Autorin/Autor: Silke Franke

Achtlos weggeworfene Zigarettenkippen belasten die Umwelt. Denn im Zigarettenfilter sammeln sich zahlreiche giftige Stoffe an, die im Boden und v.a. bei Wasserkontakt herausgelöst werden. So gelangen Konzentrationen letztendlich auch in Gewässer und schädigen dort Fische und Wasserorganismen.

Achtlos auf den Boden fallen gelassene Kippen an einer Bushaltestelle

Achtlos auf den Boden fallen gelassene Kippen an einer Bushaltestelle

Ärgerliche Achtlosigkeit

Ich muss zugeben, dass mir das schon seit längerem aufgefallen ist: Überall, wo die Leute auf den Bus oder Zug warten, vertreiben sie sich die Zeit mit Rauchen.
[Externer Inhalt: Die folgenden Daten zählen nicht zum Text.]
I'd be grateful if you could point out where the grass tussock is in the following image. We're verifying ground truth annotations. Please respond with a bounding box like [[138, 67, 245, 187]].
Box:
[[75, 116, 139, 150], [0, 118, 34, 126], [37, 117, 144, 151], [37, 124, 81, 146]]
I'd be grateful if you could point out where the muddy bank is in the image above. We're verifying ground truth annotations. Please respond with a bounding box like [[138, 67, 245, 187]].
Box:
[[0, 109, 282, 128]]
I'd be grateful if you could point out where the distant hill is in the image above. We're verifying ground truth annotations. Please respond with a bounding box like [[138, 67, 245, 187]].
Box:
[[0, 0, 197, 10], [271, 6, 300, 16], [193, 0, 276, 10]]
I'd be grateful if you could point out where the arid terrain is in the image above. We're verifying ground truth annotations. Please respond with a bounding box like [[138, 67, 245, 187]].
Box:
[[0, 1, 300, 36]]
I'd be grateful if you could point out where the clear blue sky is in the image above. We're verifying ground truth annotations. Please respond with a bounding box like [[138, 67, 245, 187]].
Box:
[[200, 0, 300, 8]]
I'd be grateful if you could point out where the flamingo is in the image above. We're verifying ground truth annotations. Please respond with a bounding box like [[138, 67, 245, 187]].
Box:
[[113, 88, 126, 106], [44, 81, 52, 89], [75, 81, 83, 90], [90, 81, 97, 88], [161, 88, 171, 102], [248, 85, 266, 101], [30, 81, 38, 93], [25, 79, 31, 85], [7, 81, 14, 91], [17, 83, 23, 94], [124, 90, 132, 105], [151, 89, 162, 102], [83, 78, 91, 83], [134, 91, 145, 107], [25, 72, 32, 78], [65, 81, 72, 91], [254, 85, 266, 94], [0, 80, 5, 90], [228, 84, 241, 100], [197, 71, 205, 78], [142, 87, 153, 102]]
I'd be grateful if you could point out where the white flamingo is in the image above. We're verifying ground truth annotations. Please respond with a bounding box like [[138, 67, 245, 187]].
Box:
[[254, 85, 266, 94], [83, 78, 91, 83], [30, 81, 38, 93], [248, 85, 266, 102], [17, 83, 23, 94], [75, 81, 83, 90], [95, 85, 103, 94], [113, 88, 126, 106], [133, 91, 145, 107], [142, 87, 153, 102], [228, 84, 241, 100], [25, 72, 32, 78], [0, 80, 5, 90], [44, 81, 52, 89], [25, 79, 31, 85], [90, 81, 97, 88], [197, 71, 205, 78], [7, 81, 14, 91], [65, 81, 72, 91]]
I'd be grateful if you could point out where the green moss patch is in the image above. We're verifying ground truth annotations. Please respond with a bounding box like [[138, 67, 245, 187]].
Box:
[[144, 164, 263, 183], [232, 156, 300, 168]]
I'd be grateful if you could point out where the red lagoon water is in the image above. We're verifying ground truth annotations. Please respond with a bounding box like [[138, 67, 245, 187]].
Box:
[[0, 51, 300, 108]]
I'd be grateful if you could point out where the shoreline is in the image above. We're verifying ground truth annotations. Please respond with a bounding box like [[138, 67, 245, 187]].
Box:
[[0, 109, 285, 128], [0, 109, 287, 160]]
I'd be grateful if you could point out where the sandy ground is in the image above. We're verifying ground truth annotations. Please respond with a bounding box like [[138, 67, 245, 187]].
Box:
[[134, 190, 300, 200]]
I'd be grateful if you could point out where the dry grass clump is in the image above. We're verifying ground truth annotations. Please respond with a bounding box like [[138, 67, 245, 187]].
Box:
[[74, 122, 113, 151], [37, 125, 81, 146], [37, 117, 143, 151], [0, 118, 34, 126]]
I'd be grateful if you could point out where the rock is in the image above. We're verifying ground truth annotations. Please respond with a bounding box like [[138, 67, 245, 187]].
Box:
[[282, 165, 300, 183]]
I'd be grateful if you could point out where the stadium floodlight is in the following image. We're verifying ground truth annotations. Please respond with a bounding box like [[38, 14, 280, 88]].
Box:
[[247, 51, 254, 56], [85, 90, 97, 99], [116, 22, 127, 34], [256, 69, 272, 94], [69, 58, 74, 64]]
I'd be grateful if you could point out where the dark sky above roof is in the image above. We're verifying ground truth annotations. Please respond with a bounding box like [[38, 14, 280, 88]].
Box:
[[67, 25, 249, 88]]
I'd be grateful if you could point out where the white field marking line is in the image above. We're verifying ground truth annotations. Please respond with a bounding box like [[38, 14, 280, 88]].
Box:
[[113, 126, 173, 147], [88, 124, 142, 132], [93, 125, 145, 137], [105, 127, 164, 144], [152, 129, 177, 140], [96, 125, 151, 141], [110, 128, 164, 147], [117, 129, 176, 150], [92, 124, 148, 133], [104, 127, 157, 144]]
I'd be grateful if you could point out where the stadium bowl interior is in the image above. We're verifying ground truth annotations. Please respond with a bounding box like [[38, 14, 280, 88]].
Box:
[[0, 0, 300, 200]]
Der abgebrannte Stummel landet dann auf dem Boden. „Ach, die eine Kippe“, wird sich der Einzelne als Ausrede denken, aber ich sehe allein auf einem Quadratmeter über ein Dutzend davon. An den Bahnhöfen selbst gilt gerade deswegen seit längerem ein generelles Rauchverbot. Nicht aber unter freiem Himmel am Vorplatz. Hier gibt es nur wenige Sitzmöglichkeiten und noch seltener Abfalleimer. Ein bisschen also auch ein selbstgemachtes Problem. Trotzdem finde ich es unglaublich ärgerlich, dass Raucher die Zigarettenstummel einfach achtlos fallen lassen. Sie landen auf den Boden, werden zwischen den Pflastersteinen in die Erde getreten oder über die Gullys in die Kanalisation geschwemmt. Aber stimmt das, was der hagere Mann neben mir gesagt hat, dass die Kippen pures Gift für die Umwelt sind?

Giftige Substanzen– bereits eine Kippe tödlich

Wieder daheim fällt mir das Infoblatt ein, das unsere örtliche „Verwertungs- und Abfallentsorgungsgesellschaft“ regelmäßig an alle Haushalte verteilt. Meistens hebe ich es auf, denn da sind immer wieder Hinweise enthalten, wie was zu entsorgen ist („Klarsichthüllen gehören nicht in den Gelben Sack? – Oh“), was mit dem Abfall passiert und Tipps, wie man Müll vermeiden kann. Tatsächlich finde ich den gesuchten Artikel: „Achtlos weggeworfene Zigarettenkippen: Kleine Giftbomben“. Der Bericht bestätigt, denn es heißt auch dort „Für Fische ist bereits eine Kippe pro Liter Wasser tödlich“. Ich erfahre, dass das an Stoffen liegt, die durch den Verbrennungsprozess beim Rauchen entstehen und sich im Zigarettenfilter ansammeln. Laut Weltgesundheitsorganisation (WHO) sind das nicht nur Teer und das Nervengift Nikotin, sondern auch andere giftige Substanzen wie Arsen, Blei, Cadmium, Chrom, Kupfer, Formaldehyd, Benzol, polycyclische aromatische Kohlenwasserstoffe. Diese Stoffe werden in der Umwelt aus dem Zigarettenstummel herausgelöst und gelangen in den Boden und ins Wasser. Bei Nikotin z.B. geschieht das relativ schnell, wie eine Studie der TU Berlin ergab: Liegt eine Kippe in einer Wasserpfütze, ist im Wasser anschließend eine Konzentration von 2,5 mg Nikotin pro Liter nachweisbar, die Hälfte davon bereits innerhalb der ersten 27 Minuten. Die Wissenschaftler kommen aufgrund ihrer Versuchsreihe zum Schluss, dass eine einzige Kippe etwa 1000 l Wasser mit umweltrelevanten Nikotinmengen belasten kann. Und Nikotin ist nur eines der etwa 7.000 Stoffe, die im Zigarettenfilter nach dem Rauchen vorkommen können.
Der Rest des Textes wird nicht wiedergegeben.